Step-by-Step Solution:
Phase 1 (Acceleration):
u = 0, a = 2 m/s², t = 10 s
v = u + at = 0 + 2×10 = 20 m/s
s₁ = ut + ½at² = 0 + ½×2×100 = 100 m
Phase 2 (Constant speed):
v = 20 m/s, t = 20 s
s₂ = v×t = 20×20 = 400 m
Phase 3 (Deceleration):
u = 20 m/s, v = 0, a = -4 m/s²
Using v² = u² + 2as: 0 = 400 + 2(-4)s₃
8s₃ = 400
s₃ = 50 m
Total distance: s₁ + s₂ + s₃ = 100 + 400 + 50 = 550 m
✅ Answer: 550 meters
Problem 2.2Intermediate
A stone is dropped from a cliff. It takes 4 seconds to hit the ground. Find the height of the cliff and the velocity just before impact. (g = 10 m/s²)
Step-by-Step Solution:
Given: u = 0, t = 4 s, a = g = 10 m/s²
Height (s = ut + ½at²): s = 0 + ½×10×16 = 80 m
Final velocity (v = u + at): v = 0 + 10×4 = 40 m/s
✅ Answer: Height = 80 m, Velocity = 40 m/s downward
Problem 3.1Advanced
Two cars start from rest from the same point. Car A accelerates at 2 m/s² for 10 seconds and then continues at constant speed. Car B accelerates at 3 m/s² for 8 seconds and then continues at constant speed. Which car is ahead after 20 seconds? By how much?
Step-by-Step Solution:
Car A:
Phase 1 (0-10s): u=0, a=2, t=10
v_A = 0 + 2×10 = 20 m/s
s_A1 = 0×10 + ½×2×100 = 100 m
Phase 2 (10-20s): v=20 m/s, t=10
s_A2 = 20×10 = 200 m
Total s_A = 100 + 200 = 300 m
Car B:
Phase 1 (0-8s): u=0, a=3, t=8
v_B = 0 + 3×8 = 24 m/s
s_B1 = 0×8 + ½×3×64 = 96 m
Phase 2 (8-20s): v=24 m/s, t=12
s_B2 = 24×12 = 288 m
Total s_B = 96 + 288 = 384 m
Difference: 384 - 300 = 84 m
✅ Answer: Car B is ahead by 84 meters
Problem 3.2Advanced
A ball is thrown vertically upward with velocity 20 m/s from the top of a 50 m tall building. Find: (a) Maximum height reached above ground, (b) Time taken to reach ground, (c) Velocity with which it hits the ground. (g = 10 m/s²)
Step-by-Step Solution:
Part (a): Maximum height above building
At highest point, v = 0
v² = u² - 2gh (taking upward as positive, g negative)
0 = 400 - 2×10×h
20h = 400
h = 20 m above building
Height above ground = 50 + 20 = 70 m
Part (b): Time to reach ground
Total displacement = -50 m (from top to ground, downward)

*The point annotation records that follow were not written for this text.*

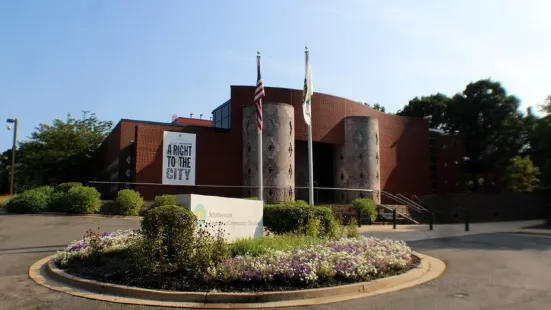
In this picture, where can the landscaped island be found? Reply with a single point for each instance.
(171, 253)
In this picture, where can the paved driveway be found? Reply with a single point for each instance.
(485, 271)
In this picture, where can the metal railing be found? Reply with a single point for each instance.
(404, 202)
(413, 203)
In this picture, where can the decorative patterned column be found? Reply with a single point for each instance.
(278, 139)
(357, 162)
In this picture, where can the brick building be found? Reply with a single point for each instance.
(355, 147)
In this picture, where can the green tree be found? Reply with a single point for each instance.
(376, 106)
(522, 175)
(489, 121)
(60, 152)
(546, 107)
(432, 108)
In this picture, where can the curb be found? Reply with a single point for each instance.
(533, 233)
(46, 273)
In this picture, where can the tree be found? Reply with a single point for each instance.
(489, 121)
(61, 152)
(546, 107)
(376, 106)
(432, 108)
(522, 175)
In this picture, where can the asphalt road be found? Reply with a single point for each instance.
(487, 271)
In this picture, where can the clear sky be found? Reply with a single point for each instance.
(148, 60)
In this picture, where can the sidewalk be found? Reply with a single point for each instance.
(422, 232)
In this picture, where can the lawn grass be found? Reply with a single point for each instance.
(287, 242)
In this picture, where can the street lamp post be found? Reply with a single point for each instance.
(12, 174)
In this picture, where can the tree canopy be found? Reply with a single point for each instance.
(56, 153)
(432, 108)
(493, 128)
(522, 175)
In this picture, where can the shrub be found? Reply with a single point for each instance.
(167, 239)
(170, 242)
(4, 200)
(57, 202)
(82, 200)
(65, 187)
(367, 207)
(128, 202)
(299, 217)
(164, 200)
(47, 190)
(30, 201)
(260, 246)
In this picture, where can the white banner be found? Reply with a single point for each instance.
(239, 218)
(178, 158)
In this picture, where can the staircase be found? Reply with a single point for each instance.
(403, 216)
(409, 208)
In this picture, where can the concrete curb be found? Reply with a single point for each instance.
(533, 233)
(46, 273)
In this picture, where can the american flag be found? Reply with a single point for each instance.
(258, 95)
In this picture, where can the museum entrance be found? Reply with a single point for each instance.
(323, 171)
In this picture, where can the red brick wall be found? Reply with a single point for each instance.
(218, 162)
(107, 153)
(404, 141)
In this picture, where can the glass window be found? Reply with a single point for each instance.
(225, 110)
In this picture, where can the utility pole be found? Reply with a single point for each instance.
(12, 174)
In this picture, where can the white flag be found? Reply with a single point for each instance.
(307, 94)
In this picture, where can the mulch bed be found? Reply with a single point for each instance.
(114, 269)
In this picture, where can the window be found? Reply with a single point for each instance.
(222, 116)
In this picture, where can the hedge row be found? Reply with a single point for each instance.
(72, 199)
(299, 217)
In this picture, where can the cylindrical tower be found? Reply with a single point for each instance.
(357, 161)
(278, 155)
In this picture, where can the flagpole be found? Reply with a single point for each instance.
(260, 174)
(310, 151)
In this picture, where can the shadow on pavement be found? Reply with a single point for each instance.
(491, 241)
(53, 251)
(35, 247)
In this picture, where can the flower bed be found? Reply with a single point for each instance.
(330, 263)
(351, 259)
(109, 241)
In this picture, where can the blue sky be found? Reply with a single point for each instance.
(149, 60)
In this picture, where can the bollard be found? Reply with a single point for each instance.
(394, 219)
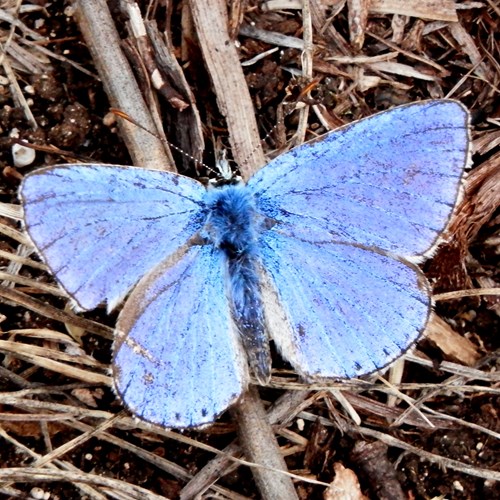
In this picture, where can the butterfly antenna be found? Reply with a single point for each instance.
(280, 121)
(197, 162)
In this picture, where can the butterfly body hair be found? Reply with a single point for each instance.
(232, 226)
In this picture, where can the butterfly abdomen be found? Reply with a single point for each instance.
(231, 228)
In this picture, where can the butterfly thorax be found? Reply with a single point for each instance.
(232, 227)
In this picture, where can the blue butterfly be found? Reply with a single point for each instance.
(317, 250)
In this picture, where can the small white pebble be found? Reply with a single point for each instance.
(22, 155)
(39, 494)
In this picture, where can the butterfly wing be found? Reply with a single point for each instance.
(177, 358)
(100, 228)
(388, 181)
(340, 311)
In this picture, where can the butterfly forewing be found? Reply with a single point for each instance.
(388, 181)
(100, 228)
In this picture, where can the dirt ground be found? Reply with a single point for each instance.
(439, 438)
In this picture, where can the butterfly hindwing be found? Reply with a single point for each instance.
(177, 359)
(388, 181)
(100, 228)
(340, 311)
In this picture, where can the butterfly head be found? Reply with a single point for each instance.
(230, 223)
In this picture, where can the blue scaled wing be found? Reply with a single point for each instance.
(340, 311)
(177, 357)
(388, 181)
(347, 214)
(100, 228)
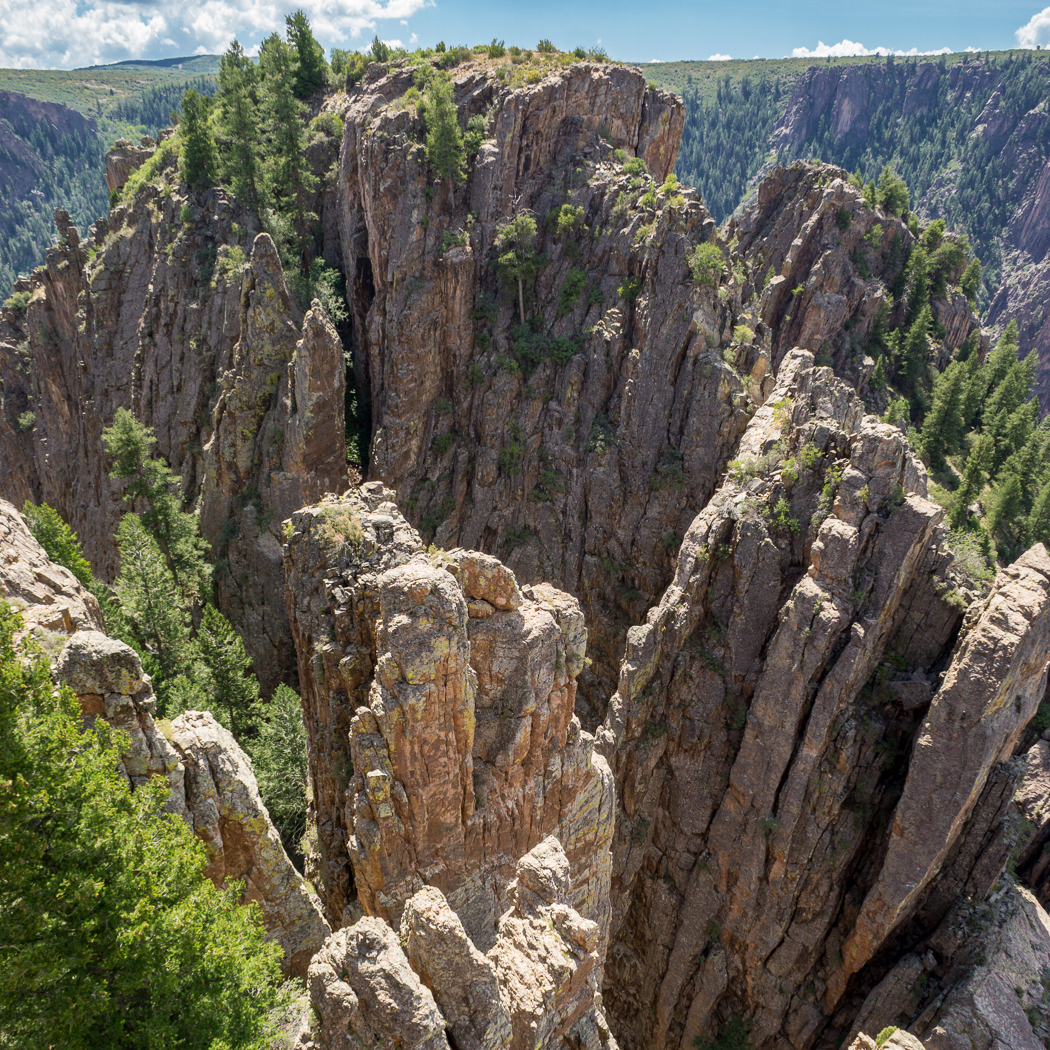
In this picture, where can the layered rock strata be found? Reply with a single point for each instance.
(432, 988)
(174, 310)
(212, 784)
(225, 810)
(770, 774)
(439, 696)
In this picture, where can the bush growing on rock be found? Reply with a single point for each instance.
(118, 940)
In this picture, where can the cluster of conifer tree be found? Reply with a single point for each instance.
(63, 173)
(162, 605)
(726, 142)
(977, 423)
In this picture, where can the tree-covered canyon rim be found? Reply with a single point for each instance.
(497, 553)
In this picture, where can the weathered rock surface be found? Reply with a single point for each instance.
(439, 697)
(212, 783)
(978, 983)
(159, 314)
(765, 770)
(227, 813)
(537, 988)
(124, 160)
(47, 595)
(107, 677)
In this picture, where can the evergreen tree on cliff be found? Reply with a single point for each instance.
(310, 76)
(238, 126)
(289, 173)
(111, 935)
(197, 160)
(444, 141)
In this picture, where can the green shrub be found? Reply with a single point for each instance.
(575, 281)
(707, 264)
(630, 289)
(98, 884)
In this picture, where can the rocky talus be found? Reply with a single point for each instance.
(212, 784)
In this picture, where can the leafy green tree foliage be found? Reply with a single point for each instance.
(154, 606)
(233, 685)
(158, 489)
(519, 259)
(288, 170)
(945, 424)
(311, 75)
(239, 162)
(380, 51)
(58, 540)
(893, 193)
(723, 142)
(111, 935)
(197, 159)
(707, 264)
(444, 141)
(279, 759)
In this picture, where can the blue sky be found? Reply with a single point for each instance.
(75, 33)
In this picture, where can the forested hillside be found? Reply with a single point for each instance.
(969, 134)
(55, 128)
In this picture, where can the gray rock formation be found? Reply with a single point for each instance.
(225, 809)
(455, 689)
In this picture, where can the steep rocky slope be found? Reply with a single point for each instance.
(789, 764)
(174, 310)
(971, 138)
(581, 462)
(212, 784)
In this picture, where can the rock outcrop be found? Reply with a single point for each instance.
(174, 310)
(439, 697)
(212, 784)
(536, 989)
(765, 768)
(225, 810)
(47, 595)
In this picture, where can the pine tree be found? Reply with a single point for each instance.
(444, 141)
(944, 427)
(974, 476)
(116, 937)
(238, 124)
(152, 603)
(289, 173)
(223, 652)
(310, 76)
(152, 482)
(279, 759)
(197, 160)
(519, 260)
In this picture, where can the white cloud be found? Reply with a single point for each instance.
(79, 33)
(848, 48)
(1035, 32)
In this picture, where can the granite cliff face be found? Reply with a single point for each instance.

Using s = ut - ½gt² (g negative for upward positive)
-50 = 20t - ½×10×t²
-50 = 20t - 5t²
5t² - 20t - 50 = 0
t² - 4t - 10 = 0
t = [4 ± √(16 + 40)]/2 = [4 ± √56]/2
t = [4 + 7.48]/2 = 5.74 s (taking positive)
Part (c): Velocity at ground
v = u - gt = 20 - 10×5.74
v = 20 - 57.4 = -37.4 m/s
Negative means downward, so 37.4 m/s downward
✅ Answer: (a) 70 m, (b) 5.74 s, (c) 37.4 m/s downward
🧠 Critical Thinking: Notice how the final velocity is greater than the initial velocity? Why? (Hint: It falls from higher than it started!)
🧠 Critical Thinking Challenge:
In Problem 3.2, if you double the initial velocity to 40 m/s, does the maximum height double? Why or why not? (Hint: Look at the formula v² = u² - 2gh)
Try to reason it out mathematically before calculating!